35 posts were merged into an existing topic: Decision-Making, Governance, Council, Red Hat — abreakout topic for the F40 Change Request on Privacy-preserving telemetry for Fedora Workstation
What, if any, impact is there if the community said no to a specific metric?
I read this proposal as a “cart before the horse” type of issue - the problem statement (i.e. the metrics that need to be gathered) should be what defines the ask for telemetry to solve for X and if there is an alternative path to gather the needed data, that should be reviewed and proposed.
My expectation is that Fedora community members who want access to particular data for some particular purpose should be able to request access. But that is something we’ll need to discuss (this thread is a good place) and figure out.

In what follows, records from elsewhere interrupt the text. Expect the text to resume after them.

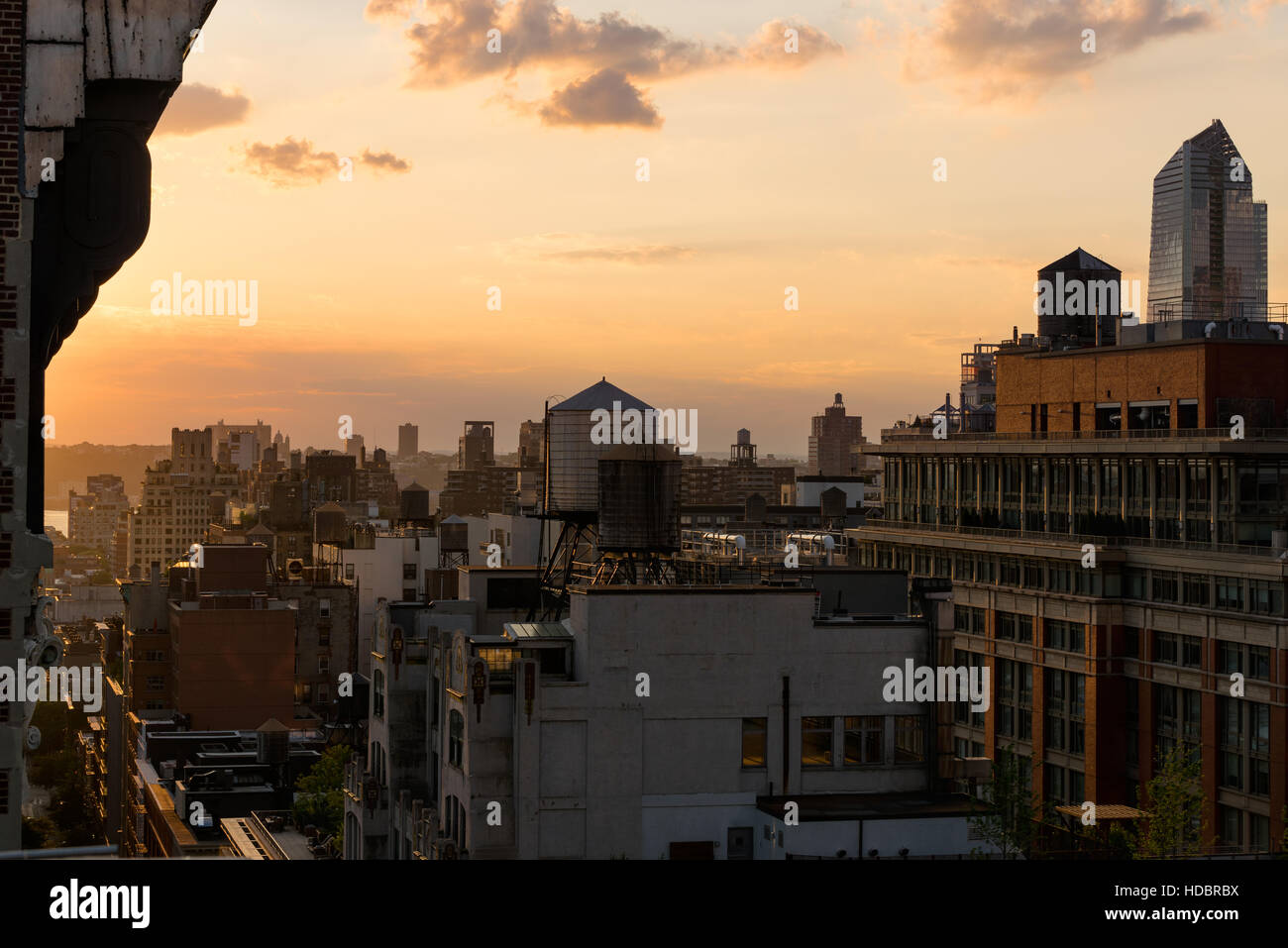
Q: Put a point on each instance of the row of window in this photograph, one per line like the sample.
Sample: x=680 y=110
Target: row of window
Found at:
x=1059 y=634
x=845 y=741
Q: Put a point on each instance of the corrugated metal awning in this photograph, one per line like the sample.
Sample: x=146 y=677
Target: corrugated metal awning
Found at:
x=514 y=631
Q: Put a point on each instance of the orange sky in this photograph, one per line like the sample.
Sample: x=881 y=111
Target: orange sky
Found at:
x=768 y=168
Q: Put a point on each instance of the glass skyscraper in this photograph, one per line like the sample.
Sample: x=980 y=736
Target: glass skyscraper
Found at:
x=1207 y=249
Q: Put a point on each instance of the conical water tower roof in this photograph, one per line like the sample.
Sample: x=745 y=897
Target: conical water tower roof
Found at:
x=601 y=394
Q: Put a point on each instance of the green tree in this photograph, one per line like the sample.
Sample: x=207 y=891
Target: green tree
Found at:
x=1173 y=800
x=1012 y=815
x=320 y=794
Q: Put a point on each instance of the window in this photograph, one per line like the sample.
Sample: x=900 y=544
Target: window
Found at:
x=816 y=741
x=910 y=740
x=1164 y=648
x=456 y=738
x=1065 y=636
x=1176 y=719
x=1266 y=596
x=500 y=661
x=1014 y=627
x=863 y=740
x=754 y=730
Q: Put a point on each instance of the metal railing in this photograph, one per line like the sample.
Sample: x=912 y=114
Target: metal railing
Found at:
x=1129 y=434
x=1074 y=539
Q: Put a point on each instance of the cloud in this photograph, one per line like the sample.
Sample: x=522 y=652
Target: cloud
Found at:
x=1019 y=48
x=604 y=98
x=196 y=107
x=291 y=162
x=389 y=9
x=384 y=161
x=769 y=46
x=599 y=59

The timing is mostly a coincidence; I wrote most of this change proposal in August 2021, and it just took a very long time before I felt ready to propose it. At the time we were hoping that having telemetry would make it easier to justify increased investment in Fedora. Unfortunately, with the way things have been going, that seems unlikely now.
Red Hat Display Systems Team
I have a slightly different goal: Fedora Workstation should be the premier Linux workstation operating system, period. That position is undisputedly held by Ubuntu currently.
That was the goal of the “What data might we collect?” section (above), which describes various metrics that I’ve seen requested thus far. I fully expect we would wind up collecting much more than this, but what exactly we collect would be up to the Fedora community to determine. My expectation is that Fedora packagers and other community members will have lots of use cases for data collection that I don’t know about yet.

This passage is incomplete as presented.